Americans across generations are relying heavily on savings accounts after maxing out their 401(k) plans, while fewer are turning to IRAs, brokerage accounts, or health savings accounts. A recent Schwab study highlights a consistent preference for safety over growth, even as financial advisers warn about the long-term trade-offs.
The findings offer a snapshot of how different age groups approach retirement planning at a time when market volatility and economic uncertainty remain part of the backdrop. They also reveal a gap between available investment vehicles and the choices many households actually make.
Although 401(k) plans remain a cornerstone of retirement saving, the Schwab study conducted last year found that savings accounts are the most popular option once annual contribution limits are reached. According to the study, more than 60% of people in every generation reported putting money into savings accounts, while significantly fewer allocated funds to IRAs, brokerage accounts, or HSAs.
This widespread emphasis on liquidity and stability reflects a cautious mindset. Yet financial planners argue that an overreliance on low-yield accounts may carry its own risks, particularly over decades.
Heavy Reliance on Savings Accounts Limits Long-Term Growth
Savings accounts are often marketed as low-risk financial tools, designed to preserve capital and provide quick access to funds. But the trade-off is modest interest income. Jason Dall’Acqua, a certified financial planner and founder of Crest Wealth Advisors, cautions that parking too much money in these accounts can hinder long-term wealth accumulation.
“A savings account will not help your money grow substantially over time, given the low rate of interest these types of accounts pay,” Dall’Acqua said. He added that concentrating assets in savings comes with “an opportunity cost of lost growth potential,” noting that compounding works best when funds are invested over extended periods.

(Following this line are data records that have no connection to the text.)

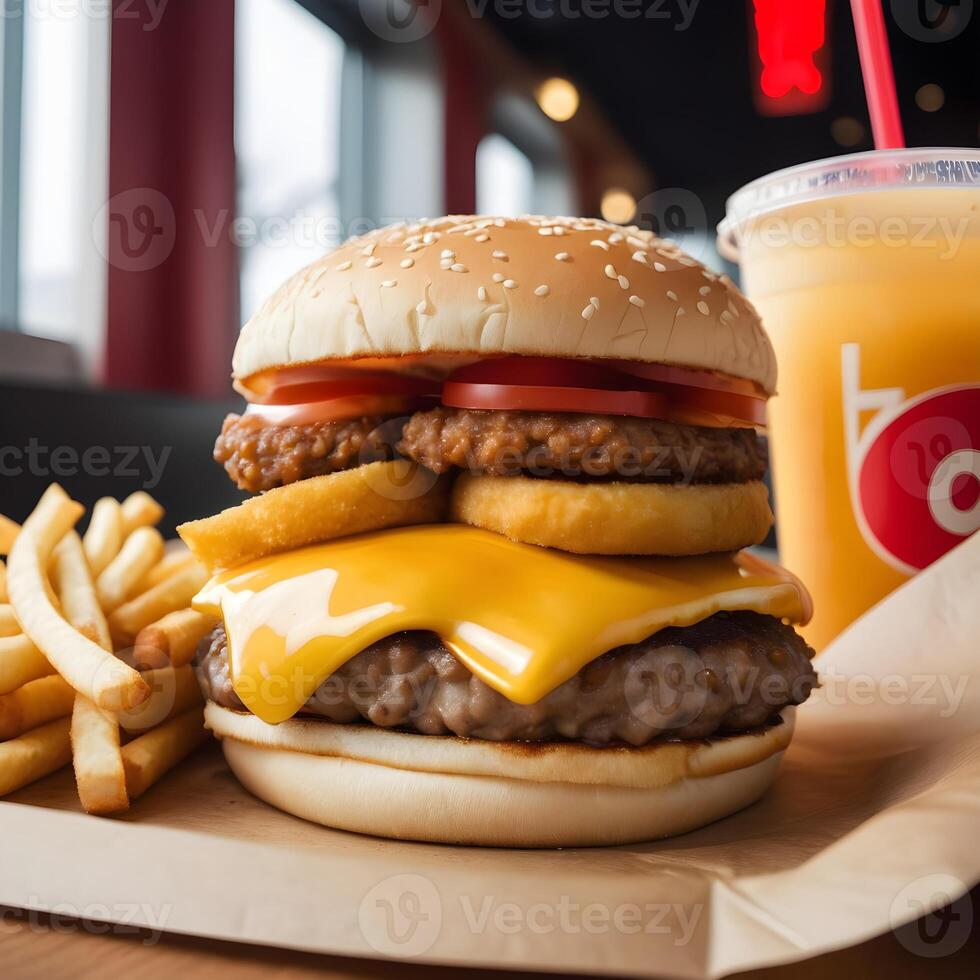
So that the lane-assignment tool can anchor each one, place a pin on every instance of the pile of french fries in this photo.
(96, 639)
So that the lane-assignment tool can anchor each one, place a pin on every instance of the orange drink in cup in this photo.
(866, 271)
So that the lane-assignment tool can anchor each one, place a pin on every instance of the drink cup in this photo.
(866, 271)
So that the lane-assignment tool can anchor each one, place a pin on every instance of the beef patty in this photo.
(259, 456)
(507, 443)
(729, 673)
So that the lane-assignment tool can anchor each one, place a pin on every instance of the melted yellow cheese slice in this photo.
(523, 619)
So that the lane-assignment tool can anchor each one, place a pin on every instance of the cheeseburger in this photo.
(491, 589)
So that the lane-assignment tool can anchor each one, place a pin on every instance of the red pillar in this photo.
(173, 267)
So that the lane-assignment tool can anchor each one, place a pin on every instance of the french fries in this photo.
(8, 532)
(34, 755)
(171, 594)
(20, 663)
(99, 772)
(104, 535)
(174, 558)
(84, 664)
(150, 756)
(172, 639)
(141, 551)
(33, 704)
(174, 692)
(9, 624)
(139, 510)
(73, 584)
(99, 775)
(65, 694)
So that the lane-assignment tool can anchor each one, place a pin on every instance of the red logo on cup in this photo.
(914, 469)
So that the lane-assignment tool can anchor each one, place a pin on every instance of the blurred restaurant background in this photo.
(165, 164)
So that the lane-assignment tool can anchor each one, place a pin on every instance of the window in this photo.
(287, 141)
(62, 177)
(504, 178)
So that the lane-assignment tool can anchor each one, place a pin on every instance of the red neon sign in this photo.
(791, 64)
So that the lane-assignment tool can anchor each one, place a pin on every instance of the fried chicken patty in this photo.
(259, 456)
(729, 673)
(507, 443)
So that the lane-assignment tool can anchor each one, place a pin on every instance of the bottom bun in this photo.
(437, 788)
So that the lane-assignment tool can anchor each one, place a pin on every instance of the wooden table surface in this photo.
(35, 946)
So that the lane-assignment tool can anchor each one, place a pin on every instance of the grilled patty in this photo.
(259, 456)
(729, 673)
(507, 443)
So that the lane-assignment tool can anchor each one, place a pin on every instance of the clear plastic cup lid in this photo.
(836, 176)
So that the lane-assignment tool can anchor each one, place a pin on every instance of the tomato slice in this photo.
(691, 378)
(330, 409)
(548, 372)
(347, 385)
(612, 388)
(553, 398)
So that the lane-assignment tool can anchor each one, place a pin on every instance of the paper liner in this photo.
(873, 821)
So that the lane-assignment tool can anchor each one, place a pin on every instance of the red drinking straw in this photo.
(879, 77)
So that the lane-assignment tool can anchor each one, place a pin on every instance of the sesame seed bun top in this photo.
(485, 286)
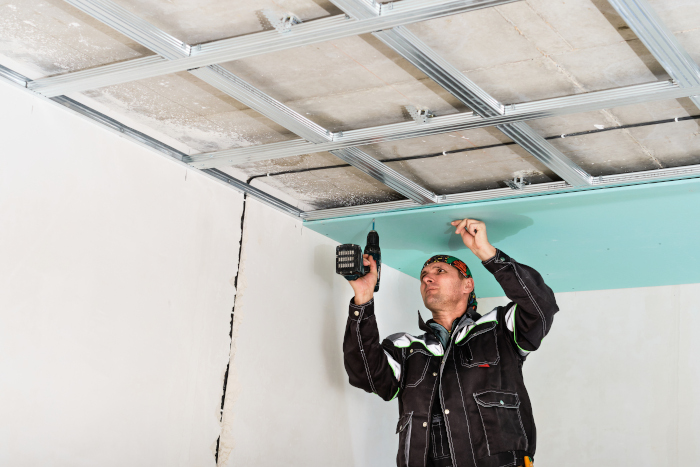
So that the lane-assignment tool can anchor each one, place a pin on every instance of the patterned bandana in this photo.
(462, 267)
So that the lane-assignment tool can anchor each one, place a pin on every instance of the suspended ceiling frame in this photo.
(385, 22)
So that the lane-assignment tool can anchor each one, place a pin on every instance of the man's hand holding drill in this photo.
(364, 286)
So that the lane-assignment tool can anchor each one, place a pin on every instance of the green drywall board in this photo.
(633, 236)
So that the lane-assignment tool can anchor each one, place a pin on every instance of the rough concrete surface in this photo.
(518, 52)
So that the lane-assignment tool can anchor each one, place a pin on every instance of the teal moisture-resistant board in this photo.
(633, 236)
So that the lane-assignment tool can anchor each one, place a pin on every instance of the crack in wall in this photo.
(230, 333)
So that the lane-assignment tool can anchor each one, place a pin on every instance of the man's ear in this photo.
(468, 285)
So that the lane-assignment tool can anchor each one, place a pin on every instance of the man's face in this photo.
(442, 286)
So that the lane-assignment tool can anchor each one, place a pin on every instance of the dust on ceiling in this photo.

The Schwab study underscores this dynamic across generations. While maintaining an emergency reserve (often cited as six to 12 months of living expenses) is widely recommended, placing every surplus dollar into a savings account after reaching 401(k) limits may reduce exposure to assets that historically offer higher returns. According to Dall’Acqua, money “needs the opportunity to work for you over time through compounding.”
In effect, the data suggest a tension between security and growth. Households appear comfortable with the predictability of cash, even if that comfort comes at the expense of potential appreciation.
Risk Tolerance and Age Shape Generational Investment Gaps
Investment behavior also varies by age, particularly when it comes to IRAs and brokerage accounts. According to the Schwab study, Generation Z is the least active in these vehicles, a pattern that stands out because younger investors generally have longer time horizons.
Dall’Acqua said investment allocation depends on “risk tolerance, risk capacity and investment time horizon.” Someone in their 20s or 30s, he explained, can typically afford a more aggressive approach, with a higher allocation to stocks, because they have decades before retirement. By contrast, an individual in their 60s may rely on investment income within a few years and therefore adopt a more conservative strategy.
The study’s findings suggest that younger savers are not fully leveraging the advantage of time. According to Dall’Acqua, aligning investment choices with age and risk tolerance can help position portfolios for growth while managing volatility. Brokerage accounts, traditional IRAs, Roth IRAs, and even real estate represent additional avenues beyond a 401(k), he noted.
Diversifying across pre-tax, Roth, and taxable accounts can also provide flexibility in retirement, allowing for more nuanced tax planning. As the Schwab data indicate, however, many Americans continue to prioritize savings accounts first, a cautious approach that may feel prudent in the short term, but shapes retirement outcomes over the long run.